Ashka Shah (ashkashah@cs.toronto.edu, MScAC), Hongcheng Wei (hongchengw@cs.toronto.edu, MScAC)
Machine Vision Components (MVCs) using Machine Learning (ML) have shown promising results in the field of medical imaging for tasks such as diagnosis, segmentation, and classification. For successful integration into the healthcare domain, it is crucial to assess the reliability and safety of the MVCs being deployed. However, the industry lacks precise definitions of what it means for an ML-based MVC to be "correct." In 2022, Hu et al (https://arxiv.org/abs/2202.03930). introduced a promising definition of a reliability requirement for generic MVCs, using human performance as a baseline. The definition is as follows: "if the changes in an image do not affect a human's decision, neither should they affect the MVC's".
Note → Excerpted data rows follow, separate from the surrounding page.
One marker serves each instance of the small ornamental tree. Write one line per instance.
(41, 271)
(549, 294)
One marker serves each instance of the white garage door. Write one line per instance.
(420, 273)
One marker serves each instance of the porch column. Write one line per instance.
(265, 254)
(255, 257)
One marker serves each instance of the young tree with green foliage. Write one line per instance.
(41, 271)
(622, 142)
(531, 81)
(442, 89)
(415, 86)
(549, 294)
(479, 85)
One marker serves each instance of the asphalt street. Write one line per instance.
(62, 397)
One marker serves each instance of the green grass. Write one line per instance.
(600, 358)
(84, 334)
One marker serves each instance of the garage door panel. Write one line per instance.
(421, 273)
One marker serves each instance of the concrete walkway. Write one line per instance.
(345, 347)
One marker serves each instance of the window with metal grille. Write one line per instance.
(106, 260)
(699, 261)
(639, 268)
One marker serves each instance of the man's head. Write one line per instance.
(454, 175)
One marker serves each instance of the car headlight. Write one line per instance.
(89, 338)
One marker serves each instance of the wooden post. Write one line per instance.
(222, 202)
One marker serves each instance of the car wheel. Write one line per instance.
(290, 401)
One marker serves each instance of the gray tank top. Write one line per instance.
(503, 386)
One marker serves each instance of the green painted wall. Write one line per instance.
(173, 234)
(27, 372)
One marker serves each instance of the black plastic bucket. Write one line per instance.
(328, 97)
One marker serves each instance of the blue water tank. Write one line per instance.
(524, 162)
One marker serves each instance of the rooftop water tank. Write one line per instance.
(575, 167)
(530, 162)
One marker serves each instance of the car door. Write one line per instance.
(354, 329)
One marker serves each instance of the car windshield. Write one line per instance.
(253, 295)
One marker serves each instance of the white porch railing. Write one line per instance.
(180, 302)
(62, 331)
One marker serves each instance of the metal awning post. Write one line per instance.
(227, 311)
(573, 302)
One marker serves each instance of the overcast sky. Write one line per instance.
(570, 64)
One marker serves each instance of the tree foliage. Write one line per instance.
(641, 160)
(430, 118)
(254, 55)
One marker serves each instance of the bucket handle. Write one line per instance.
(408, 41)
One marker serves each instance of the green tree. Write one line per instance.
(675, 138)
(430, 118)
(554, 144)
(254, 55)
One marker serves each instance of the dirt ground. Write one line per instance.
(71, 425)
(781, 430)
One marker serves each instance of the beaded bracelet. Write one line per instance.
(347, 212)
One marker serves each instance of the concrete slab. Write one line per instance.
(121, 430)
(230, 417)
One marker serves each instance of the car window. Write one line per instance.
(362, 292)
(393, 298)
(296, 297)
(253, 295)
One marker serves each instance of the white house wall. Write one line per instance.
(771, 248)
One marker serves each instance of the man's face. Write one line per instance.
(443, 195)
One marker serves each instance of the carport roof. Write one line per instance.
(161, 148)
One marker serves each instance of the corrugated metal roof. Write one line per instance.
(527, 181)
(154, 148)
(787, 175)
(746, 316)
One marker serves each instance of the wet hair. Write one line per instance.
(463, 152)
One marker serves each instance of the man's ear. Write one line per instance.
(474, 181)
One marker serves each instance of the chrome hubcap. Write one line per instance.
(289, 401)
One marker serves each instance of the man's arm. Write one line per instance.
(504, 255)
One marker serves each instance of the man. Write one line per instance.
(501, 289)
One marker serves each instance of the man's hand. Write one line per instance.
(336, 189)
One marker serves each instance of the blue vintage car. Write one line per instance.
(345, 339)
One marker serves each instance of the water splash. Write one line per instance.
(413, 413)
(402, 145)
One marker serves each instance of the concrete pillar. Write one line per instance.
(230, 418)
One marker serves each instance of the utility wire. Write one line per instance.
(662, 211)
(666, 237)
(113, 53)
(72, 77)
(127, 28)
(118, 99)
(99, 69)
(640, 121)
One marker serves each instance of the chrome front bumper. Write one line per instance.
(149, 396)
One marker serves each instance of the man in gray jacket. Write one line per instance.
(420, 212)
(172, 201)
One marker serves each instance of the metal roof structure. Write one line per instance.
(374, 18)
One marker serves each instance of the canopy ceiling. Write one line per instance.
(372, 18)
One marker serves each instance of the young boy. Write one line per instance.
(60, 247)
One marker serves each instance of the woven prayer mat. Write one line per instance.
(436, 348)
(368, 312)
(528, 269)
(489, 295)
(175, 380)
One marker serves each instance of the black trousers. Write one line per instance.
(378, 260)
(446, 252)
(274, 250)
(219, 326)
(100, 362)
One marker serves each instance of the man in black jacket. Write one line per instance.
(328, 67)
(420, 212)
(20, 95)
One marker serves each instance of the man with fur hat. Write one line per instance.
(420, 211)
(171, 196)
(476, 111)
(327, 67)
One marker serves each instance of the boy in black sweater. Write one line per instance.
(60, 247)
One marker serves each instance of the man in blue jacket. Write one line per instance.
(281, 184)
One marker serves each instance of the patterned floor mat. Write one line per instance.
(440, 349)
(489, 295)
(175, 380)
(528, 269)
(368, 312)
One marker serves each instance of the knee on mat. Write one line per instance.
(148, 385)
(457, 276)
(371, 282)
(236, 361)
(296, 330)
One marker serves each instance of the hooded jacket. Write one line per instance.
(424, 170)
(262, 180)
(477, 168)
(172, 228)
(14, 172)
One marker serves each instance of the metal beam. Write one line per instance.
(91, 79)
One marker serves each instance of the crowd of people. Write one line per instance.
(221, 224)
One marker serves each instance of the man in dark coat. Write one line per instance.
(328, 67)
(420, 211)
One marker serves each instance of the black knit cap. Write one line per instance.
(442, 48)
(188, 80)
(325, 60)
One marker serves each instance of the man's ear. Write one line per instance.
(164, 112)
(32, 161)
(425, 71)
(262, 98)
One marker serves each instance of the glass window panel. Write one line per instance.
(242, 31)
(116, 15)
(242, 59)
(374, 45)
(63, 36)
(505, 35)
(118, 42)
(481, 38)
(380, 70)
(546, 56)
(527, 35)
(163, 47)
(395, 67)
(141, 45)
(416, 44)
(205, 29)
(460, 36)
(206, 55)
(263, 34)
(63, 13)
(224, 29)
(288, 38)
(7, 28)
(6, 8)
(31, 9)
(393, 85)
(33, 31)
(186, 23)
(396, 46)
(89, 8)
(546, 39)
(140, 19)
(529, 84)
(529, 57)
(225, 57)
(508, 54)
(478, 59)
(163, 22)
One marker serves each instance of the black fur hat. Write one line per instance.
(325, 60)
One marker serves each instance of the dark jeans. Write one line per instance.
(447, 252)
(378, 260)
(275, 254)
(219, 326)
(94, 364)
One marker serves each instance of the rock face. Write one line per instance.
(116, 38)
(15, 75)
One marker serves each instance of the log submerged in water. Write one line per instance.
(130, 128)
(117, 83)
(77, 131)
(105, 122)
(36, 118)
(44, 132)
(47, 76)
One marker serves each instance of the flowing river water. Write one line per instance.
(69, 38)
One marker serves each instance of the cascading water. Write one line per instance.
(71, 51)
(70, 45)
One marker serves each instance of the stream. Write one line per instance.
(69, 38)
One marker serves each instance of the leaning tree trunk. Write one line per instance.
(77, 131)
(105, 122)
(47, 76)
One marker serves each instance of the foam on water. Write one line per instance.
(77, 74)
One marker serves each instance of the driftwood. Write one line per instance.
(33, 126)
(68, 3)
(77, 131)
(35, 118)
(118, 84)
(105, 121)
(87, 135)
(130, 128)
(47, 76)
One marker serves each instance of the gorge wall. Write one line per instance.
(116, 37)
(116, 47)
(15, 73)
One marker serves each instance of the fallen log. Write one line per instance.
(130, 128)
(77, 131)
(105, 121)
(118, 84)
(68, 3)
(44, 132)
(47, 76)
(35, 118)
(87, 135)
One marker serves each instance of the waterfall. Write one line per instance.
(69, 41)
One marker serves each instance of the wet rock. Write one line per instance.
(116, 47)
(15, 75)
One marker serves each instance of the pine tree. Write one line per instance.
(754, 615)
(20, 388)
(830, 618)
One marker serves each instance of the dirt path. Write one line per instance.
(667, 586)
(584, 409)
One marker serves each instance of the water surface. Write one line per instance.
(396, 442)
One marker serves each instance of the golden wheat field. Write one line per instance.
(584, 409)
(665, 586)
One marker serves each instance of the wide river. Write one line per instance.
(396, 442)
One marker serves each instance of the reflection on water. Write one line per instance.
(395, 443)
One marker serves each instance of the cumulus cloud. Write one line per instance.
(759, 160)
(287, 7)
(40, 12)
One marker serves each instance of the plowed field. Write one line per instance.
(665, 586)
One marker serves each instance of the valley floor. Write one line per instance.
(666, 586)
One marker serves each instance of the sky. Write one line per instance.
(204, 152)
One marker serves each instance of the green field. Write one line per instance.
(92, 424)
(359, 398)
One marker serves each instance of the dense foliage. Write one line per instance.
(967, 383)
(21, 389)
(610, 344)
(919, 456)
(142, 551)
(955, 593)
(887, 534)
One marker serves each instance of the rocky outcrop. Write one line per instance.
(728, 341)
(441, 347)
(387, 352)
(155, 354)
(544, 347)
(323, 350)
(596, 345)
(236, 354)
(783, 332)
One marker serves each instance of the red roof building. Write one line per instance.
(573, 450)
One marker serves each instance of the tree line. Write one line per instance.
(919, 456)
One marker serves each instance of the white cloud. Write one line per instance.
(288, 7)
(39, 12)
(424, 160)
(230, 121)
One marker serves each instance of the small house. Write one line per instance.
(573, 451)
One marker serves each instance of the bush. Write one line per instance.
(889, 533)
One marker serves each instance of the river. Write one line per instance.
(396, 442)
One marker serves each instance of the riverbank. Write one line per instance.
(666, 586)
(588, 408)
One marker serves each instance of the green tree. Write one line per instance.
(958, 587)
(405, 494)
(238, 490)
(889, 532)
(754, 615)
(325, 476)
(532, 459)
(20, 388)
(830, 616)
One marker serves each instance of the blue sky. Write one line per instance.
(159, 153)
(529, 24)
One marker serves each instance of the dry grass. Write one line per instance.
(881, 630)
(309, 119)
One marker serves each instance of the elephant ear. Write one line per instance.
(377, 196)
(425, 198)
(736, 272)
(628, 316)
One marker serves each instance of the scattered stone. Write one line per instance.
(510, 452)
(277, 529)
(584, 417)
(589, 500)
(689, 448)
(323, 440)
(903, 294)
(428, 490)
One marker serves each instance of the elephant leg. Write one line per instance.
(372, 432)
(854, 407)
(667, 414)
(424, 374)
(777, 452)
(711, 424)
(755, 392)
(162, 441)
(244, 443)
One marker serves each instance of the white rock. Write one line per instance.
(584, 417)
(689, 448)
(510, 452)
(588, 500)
In this paper, we explore how this definition of reliability can be applied to the medical image classification space. We develop a pipeline to assess the reliability of an ML-based MVC focused on mole classification, used in the context of an early detection smartphone app. Specifically, we provide:
- Three realistic image transformations that reflect typical consumer usage scenarios
- A cost-effective methodology to phrase the question in a way that allows gathering data for establishing the "prediction-preservation" baseline for mole classification in the absence of trained medical professionals.
- Human performance data on a range of transformations that can impact their perception of mole images.
- An evaluation of the MVC's performance in mole classification using this adapted reliability framework.
Finally, we discuss the limitations and shortcomings of our approach in applying the above definition of reliability to the medical imaging domain.